Beebe Ranch is an American horse ranch and museum located at 3062 Ridge Road, Chincoteague, Virginia. It was originally founded as a horse farm by the Beebe family sometime prior to 1923.

The Ranch closed in 2010 when its owner, Billy Beebe, was deployed to Afghanistan during the War in Afghanistan as a member of the National Guard of the United States; it reopened on July 27, 2016. The museum focuses on two Chincoteague Ponies, Misty (1946 – 1972) and her foal Stormy (1962 – 1993), featured in the children's books Misty of Chincoteague (1947) and Stormy, Misty's Foal (1963) by pony book author Marguerite Henry.

Misty and Stormy resided at the ranch, and their taxidermically preserved figures were displayed at the museum for years before being relocated to the Museum of Chincoteague Island. Misty had stayed in the house at the ranch during the Ash Wednesday Storm of 1962, a major winter storm that struck the coast and became the basis for the book Stormy, Misty's Foal.

In 2016, the first foal and Misty of Chincoteague descendant since 1972 was born on Beebe Ranch. The black pinto filly was born to 5th-generation Misty descendant and Chincoteague pony Nightmist's Little Angel - a bay pinto mare with some Thoroughbred and American Paint Horse blood - and was named "Angel's Stormy Drizzle" (or "Drizzle") by her owners, Billy and Bonnie Beebe. The foal is the great-great-granddaughter of Stormy, out of Misty.

In 2019, the Beebee Ranch lost their horse barn in a fire. Misty lived in the barn from 1957 until her death in 1972, and several of her descendants were also being kept there. No humans or animals were reported injured in the fire.
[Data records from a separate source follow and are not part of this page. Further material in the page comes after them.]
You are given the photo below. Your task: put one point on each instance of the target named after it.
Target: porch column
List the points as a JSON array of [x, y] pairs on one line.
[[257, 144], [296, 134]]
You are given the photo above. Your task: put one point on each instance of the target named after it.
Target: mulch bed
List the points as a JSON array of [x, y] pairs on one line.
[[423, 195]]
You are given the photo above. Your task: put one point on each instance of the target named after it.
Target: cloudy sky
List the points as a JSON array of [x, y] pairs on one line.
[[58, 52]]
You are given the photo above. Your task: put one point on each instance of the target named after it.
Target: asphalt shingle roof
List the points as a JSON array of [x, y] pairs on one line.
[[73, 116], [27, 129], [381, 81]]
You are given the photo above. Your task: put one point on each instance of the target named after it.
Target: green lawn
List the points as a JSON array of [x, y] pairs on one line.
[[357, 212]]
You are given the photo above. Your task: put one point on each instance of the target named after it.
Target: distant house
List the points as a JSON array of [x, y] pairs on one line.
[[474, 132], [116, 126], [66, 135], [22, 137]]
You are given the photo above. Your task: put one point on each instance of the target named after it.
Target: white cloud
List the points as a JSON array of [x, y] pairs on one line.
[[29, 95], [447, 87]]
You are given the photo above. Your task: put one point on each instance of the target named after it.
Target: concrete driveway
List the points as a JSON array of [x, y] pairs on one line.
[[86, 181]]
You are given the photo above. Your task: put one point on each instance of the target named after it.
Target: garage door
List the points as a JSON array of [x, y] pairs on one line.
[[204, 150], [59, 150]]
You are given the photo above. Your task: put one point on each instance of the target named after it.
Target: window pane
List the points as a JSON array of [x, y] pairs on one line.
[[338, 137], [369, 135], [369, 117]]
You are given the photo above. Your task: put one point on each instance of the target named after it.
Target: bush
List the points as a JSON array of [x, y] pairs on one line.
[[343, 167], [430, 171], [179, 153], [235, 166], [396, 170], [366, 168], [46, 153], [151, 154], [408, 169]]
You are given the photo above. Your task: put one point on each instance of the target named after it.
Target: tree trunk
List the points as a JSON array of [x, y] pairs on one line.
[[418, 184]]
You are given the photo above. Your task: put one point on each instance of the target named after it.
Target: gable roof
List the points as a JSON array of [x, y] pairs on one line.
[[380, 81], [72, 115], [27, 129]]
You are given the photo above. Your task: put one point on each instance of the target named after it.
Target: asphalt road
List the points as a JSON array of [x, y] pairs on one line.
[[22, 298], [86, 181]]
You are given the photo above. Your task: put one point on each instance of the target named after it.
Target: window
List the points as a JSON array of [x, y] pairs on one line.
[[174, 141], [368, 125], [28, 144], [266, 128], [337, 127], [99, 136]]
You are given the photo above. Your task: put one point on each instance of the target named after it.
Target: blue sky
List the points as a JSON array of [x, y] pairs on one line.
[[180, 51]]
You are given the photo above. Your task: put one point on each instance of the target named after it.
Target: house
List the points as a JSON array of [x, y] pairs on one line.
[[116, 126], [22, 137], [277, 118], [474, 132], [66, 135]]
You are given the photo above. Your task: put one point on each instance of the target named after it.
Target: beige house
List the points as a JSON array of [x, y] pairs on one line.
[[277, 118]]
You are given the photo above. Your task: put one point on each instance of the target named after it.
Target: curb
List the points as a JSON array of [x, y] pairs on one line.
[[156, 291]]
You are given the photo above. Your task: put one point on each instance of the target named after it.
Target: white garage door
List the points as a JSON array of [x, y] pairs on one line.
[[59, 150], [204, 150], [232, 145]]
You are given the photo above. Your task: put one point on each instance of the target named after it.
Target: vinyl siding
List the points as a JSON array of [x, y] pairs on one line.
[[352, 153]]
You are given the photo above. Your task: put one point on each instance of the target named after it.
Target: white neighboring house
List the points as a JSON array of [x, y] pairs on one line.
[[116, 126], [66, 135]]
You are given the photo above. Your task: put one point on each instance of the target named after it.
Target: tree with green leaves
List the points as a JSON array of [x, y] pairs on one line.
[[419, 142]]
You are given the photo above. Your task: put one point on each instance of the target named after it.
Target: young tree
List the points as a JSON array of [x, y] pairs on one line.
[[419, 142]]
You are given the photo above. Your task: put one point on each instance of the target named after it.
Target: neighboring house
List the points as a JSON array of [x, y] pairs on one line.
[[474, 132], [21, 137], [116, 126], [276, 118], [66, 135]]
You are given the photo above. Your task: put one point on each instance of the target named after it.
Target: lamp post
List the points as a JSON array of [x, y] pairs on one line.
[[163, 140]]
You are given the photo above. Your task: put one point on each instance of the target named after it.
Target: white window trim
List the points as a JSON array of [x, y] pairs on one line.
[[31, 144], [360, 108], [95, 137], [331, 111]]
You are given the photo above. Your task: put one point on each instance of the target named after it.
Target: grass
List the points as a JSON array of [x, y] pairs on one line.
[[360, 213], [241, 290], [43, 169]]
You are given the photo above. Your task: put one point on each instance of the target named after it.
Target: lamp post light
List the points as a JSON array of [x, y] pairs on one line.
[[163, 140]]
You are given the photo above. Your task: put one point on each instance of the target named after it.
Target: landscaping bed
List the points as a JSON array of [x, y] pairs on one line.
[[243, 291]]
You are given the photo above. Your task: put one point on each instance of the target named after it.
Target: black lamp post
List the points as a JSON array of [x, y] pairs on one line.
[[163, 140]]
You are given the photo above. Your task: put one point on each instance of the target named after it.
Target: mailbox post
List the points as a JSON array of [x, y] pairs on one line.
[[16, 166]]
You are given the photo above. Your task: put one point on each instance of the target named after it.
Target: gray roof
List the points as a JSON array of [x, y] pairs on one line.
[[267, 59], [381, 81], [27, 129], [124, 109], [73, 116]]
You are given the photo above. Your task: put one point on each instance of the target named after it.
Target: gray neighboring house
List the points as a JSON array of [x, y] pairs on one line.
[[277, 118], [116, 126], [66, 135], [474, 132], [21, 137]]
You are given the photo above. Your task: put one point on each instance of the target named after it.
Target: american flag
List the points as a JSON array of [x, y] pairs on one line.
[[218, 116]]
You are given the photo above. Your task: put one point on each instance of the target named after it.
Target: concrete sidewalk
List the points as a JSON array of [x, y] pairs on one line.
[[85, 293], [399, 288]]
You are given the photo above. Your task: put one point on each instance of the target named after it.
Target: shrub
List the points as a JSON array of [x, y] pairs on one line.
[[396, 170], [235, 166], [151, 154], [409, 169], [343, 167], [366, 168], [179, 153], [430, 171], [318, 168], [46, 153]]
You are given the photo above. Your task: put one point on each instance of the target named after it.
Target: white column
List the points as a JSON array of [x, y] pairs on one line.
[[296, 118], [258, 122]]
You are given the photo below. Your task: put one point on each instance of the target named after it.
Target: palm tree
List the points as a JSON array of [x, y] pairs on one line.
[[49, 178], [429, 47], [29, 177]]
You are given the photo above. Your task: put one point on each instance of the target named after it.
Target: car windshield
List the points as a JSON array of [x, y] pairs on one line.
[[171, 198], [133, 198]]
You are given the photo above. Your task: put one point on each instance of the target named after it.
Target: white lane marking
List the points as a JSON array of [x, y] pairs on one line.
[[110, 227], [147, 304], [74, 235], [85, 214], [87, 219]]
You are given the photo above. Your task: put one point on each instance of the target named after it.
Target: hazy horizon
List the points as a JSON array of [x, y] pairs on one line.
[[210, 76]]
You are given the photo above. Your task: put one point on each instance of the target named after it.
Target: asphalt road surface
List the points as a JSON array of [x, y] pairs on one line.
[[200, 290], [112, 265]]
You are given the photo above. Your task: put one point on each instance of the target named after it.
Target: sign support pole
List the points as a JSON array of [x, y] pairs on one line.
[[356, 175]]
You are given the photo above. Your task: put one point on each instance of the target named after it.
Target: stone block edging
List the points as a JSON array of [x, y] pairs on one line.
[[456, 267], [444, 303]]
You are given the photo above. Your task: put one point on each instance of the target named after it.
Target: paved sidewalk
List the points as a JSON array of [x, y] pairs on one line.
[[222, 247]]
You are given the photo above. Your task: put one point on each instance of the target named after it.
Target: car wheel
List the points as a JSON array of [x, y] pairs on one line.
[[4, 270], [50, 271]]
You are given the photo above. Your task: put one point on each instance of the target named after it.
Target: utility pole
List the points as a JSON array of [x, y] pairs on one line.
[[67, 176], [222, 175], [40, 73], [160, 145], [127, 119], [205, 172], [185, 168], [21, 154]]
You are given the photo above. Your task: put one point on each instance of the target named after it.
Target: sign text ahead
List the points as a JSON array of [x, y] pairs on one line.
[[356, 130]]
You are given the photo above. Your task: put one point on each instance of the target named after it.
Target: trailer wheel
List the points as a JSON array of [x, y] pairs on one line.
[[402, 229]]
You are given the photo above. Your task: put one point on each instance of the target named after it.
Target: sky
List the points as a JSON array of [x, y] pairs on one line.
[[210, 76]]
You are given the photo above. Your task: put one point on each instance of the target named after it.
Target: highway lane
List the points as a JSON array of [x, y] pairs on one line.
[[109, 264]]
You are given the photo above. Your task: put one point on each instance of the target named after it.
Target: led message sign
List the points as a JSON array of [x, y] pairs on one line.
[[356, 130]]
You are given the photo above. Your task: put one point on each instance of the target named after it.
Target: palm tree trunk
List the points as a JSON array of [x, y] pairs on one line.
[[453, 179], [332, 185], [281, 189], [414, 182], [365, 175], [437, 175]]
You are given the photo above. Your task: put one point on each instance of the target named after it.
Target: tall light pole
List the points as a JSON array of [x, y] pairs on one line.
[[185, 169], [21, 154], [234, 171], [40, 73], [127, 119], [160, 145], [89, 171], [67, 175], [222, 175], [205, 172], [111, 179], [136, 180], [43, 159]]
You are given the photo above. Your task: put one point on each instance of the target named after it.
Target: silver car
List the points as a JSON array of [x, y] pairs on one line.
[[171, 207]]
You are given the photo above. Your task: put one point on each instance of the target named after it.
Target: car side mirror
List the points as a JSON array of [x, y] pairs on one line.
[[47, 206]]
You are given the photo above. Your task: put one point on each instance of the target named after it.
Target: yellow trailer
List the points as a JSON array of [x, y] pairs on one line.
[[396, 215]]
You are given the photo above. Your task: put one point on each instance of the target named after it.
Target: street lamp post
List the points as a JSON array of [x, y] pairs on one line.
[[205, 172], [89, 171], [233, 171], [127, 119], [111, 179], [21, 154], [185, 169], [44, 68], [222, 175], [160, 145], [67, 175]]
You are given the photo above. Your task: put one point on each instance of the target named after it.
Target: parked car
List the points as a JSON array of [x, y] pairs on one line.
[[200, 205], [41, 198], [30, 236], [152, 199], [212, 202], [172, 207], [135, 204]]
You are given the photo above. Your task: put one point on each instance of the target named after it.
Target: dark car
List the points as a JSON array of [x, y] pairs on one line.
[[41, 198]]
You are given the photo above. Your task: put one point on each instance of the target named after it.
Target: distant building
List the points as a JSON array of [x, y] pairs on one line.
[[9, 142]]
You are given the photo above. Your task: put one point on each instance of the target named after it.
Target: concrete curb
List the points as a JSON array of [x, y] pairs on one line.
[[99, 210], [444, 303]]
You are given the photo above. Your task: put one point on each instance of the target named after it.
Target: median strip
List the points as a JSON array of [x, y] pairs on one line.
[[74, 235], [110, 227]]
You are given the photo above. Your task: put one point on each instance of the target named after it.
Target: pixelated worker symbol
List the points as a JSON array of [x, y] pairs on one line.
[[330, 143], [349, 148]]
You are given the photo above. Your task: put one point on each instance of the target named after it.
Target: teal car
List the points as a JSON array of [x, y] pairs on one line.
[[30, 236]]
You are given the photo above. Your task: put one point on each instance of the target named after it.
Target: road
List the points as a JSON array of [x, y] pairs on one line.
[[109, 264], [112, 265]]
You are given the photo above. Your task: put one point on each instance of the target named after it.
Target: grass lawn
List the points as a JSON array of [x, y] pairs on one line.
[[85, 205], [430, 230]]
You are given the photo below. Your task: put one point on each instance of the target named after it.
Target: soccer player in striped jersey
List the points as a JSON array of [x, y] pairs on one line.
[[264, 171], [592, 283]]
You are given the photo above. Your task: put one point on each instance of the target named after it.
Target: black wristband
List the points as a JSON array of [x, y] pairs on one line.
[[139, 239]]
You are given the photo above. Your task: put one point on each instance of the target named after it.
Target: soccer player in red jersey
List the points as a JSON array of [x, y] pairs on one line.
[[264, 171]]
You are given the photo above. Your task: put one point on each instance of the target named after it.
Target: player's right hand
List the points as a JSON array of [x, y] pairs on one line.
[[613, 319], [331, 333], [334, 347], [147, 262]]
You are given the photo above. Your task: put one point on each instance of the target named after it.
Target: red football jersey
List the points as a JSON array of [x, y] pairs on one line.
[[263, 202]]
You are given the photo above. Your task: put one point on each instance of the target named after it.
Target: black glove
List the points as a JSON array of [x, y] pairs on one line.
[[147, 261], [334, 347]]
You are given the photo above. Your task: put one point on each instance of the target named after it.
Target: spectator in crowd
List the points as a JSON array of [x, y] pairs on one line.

In February 2023, the Beebe family decided to sell Beebe Ranch after over 100 years of owning the property. They considered offers from several developers, but declined offers that were not focused on preserving the farm. As of April 2023, the 10-acre property is currently under contract to be sold to the Museum of Chincoteague Island and the Misty of Chincoteague Foundation for $625,000 to preserve the location as a historic site.